Das eingekaufte Fleisch sofort in eine Gefriertüte packen und mit einem Vakuumgerät vorher den Sauerstoff entziehen. So bleibt es länger haltbar. Mariniertes Fleisch niemals einfrieren, denn es ist - so Ernährungsprofi Sven-David Müller - schon weiter verarbeitet worden. Nach dem Auftauen würden sich die Keime sonst noch mehr vermehren.

Mehrere Fleischstücke niemals zusammen einfrieren, denn das Durchfrieren würde sonst zu lange dauern. Die Folge: Es entstehen Eiskristalle, die die Fleischstruktur zerstören. Das Fleisch schmeckt später dann pappig. Zum Einfrieren benötigen Sie mindestens ein 3-Sternefach mit minus 18 Grad Celsius. Bei -18 °C werden nämlich alle mikrobiologischen Prozesse ausgeschaltet und können so dem Fleisch nichts mehr anhaben.

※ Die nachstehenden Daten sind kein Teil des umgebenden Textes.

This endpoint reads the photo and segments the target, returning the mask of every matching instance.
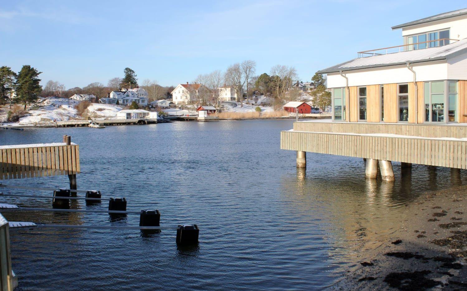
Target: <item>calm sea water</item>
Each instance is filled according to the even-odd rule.
[[[362,246],[399,226],[406,204],[428,190],[465,180],[449,169],[414,165],[394,183],[366,180],[361,159],[279,149],[292,120],[175,122],[141,126],[1,131],[0,144],[79,145],[78,188],[125,197],[127,210],[158,209],[162,226],[196,223],[198,247],[178,249],[174,230],[41,229],[10,231],[18,290],[320,290],[338,280]],[[68,186],[58,176],[8,181]],[[49,195],[4,188],[5,193]],[[39,199],[1,202],[51,207]],[[80,209],[106,209],[107,205]],[[5,212],[14,221],[137,225],[139,215]]]

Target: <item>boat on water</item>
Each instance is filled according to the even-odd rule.
[[[102,124],[98,124],[94,122],[91,122],[89,124],[89,127],[92,127],[93,128],[105,128],[105,126]]]

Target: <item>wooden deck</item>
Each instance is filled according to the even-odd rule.
[[[0,146],[0,180],[79,172],[79,148],[76,144]]]
[[[467,169],[467,124],[299,121],[281,148]]]

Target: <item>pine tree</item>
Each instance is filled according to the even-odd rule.
[[[140,108],[136,101],[133,101],[130,105],[130,109],[138,109]]]
[[[120,87],[123,88],[127,84],[129,85],[130,83],[131,84],[132,88],[138,87],[138,79],[136,78],[136,73],[134,71],[129,68],[125,68],[123,70],[123,73],[125,73],[125,76],[121,81]]]
[[[41,79],[37,77],[42,73],[29,65],[25,65],[18,74],[16,95],[18,100],[24,103],[24,110],[28,103],[35,102],[42,92],[42,86],[39,84]]]
[[[0,67],[0,96],[3,99],[9,91],[10,108],[11,108],[11,97],[14,90],[17,76],[16,73],[12,71],[9,67]]]

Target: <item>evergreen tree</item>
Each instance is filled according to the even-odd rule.
[[[130,109],[138,109],[140,108],[136,101],[133,101],[130,105]]]
[[[42,86],[39,84],[41,79],[37,77],[42,73],[29,65],[25,65],[18,74],[16,95],[18,100],[24,103],[24,110],[28,103],[35,102],[42,92]]]
[[[136,73],[133,70],[129,68],[125,68],[123,70],[125,76],[122,80],[120,86],[123,88],[124,86],[127,86],[127,84],[129,85],[129,83],[131,84],[132,88],[138,87],[138,79],[136,78]]]
[[[6,66],[0,67],[0,97],[3,99],[5,95],[10,93],[10,107],[11,107],[11,95],[14,90],[16,80],[16,73],[11,68]],[[7,90],[7,88],[8,90]]]
[[[315,73],[315,75],[311,78],[311,81],[314,83],[315,86],[317,88],[320,85],[324,85],[324,79],[323,78],[323,75]]]

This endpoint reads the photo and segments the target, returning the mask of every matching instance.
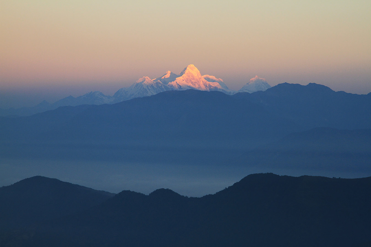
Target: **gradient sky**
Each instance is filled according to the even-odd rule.
[[[2,0],[0,107],[112,95],[190,64],[234,90],[257,75],[371,92],[371,1],[323,2]]]

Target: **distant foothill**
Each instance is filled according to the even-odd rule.
[[[154,79],[143,76],[130,86],[119,89],[113,96],[106,95],[98,91],[91,91],[76,98],[70,95],[53,103],[44,101],[32,107],[7,110],[0,109],[0,116],[29,116],[66,106],[113,104],[171,90],[193,89],[203,91],[219,91],[230,95],[237,92],[251,93],[257,91],[265,91],[270,87],[265,79],[256,76],[236,92],[229,89],[223,80],[220,78],[209,75],[201,76],[197,68],[191,64],[184,68],[179,74],[168,70],[162,76]]]

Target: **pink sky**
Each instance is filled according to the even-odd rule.
[[[112,95],[190,64],[234,90],[257,75],[367,93],[371,3],[340,1],[3,1],[0,107],[21,91]]]

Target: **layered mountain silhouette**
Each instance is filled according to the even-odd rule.
[[[26,178],[0,188],[0,228],[23,227],[65,216],[114,195],[54,178]]]
[[[0,138],[235,140],[316,127],[371,128],[371,93],[282,83],[252,93],[173,90],[113,105],[66,106],[1,119]]]
[[[4,188],[12,190],[14,185]],[[41,183],[37,189],[58,191],[55,186]],[[27,187],[19,186],[18,192],[28,194],[29,197],[40,194],[37,190],[27,192]],[[4,189],[0,190],[0,198]],[[62,217],[59,214],[42,222],[36,220],[29,228],[3,228],[0,244],[368,246],[371,243],[370,191],[370,177],[295,177],[273,174],[249,175],[214,195],[201,198],[188,198],[169,189],[158,190],[148,195],[123,191],[78,213]],[[58,202],[66,200],[62,194],[50,195]],[[43,208],[53,208],[56,204],[47,197],[38,199]],[[77,211],[73,206],[70,208],[79,204],[74,201],[76,200],[80,199],[69,197],[60,209]],[[16,212],[22,210],[22,203],[11,201],[8,207]],[[11,214],[9,220],[14,217]]]
[[[255,78],[257,78],[257,76]],[[252,83],[251,81],[253,80],[255,80],[254,82]],[[242,92],[252,92],[259,90],[264,90],[270,87],[265,79],[262,78],[259,78],[257,80],[253,78],[248,84],[253,85],[253,86],[250,85],[248,90],[242,89]],[[246,86],[245,85],[243,88]],[[134,98],[150,96],[165,91],[189,89],[220,91],[229,95],[236,92],[228,89],[220,78],[208,75],[201,76],[197,68],[191,64],[178,74],[168,71],[163,75],[153,79],[148,76],[143,76],[130,87],[120,89],[113,96],[105,95],[99,91],[92,91],[76,98],[70,95],[52,104],[44,101],[32,107],[7,110],[0,109],[0,116],[29,116],[53,110],[62,106],[112,104]]]
[[[371,161],[370,106],[371,93],[335,92],[314,83],[232,95],[170,90],[0,118],[0,155],[365,171]],[[292,136],[297,139],[282,139],[294,132],[302,133]],[[206,150],[217,155],[206,156]]]

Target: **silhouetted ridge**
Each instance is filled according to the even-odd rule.
[[[0,228],[34,224],[100,204],[114,194],[37,176],[0,188]]]
[[[370,191],[371,177],[272,173],[249,175],[199,198],[165,189],[148,195],[124,191],[94,208],[39,224],[36,234],[26,231],[28,238],[22,241],[39,247],[357,246],[371,241]],[[20,241],[16,234],[4,236],[0,243]]]

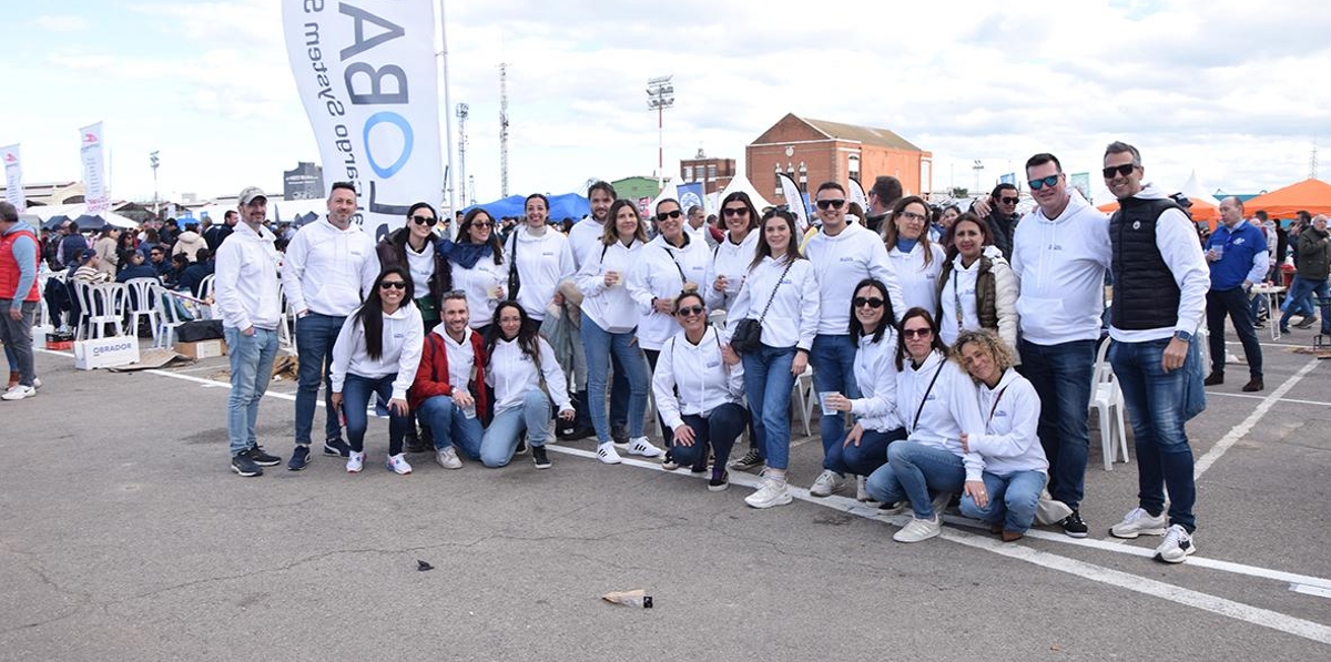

Eingefrorenes Fleisch sollten Sie jedoch nicht länger als 6 bis 12 Monate in der Kühltruhe lassen. Übrigens: die meisten Vitamine und Mineralstoffe bleiben durch das Einfrieren erhalten. Fleisch hält sich im Kühlschrank bei einer Temperatur von 4 bis 6 °C bis zu vier Tagen. Nur wenn Sie das Fleisch länger aufheben möchten, sollten Sie es einfrieren. Denn in der Kühltruhe leidet sonst zu sehr der Geschmack.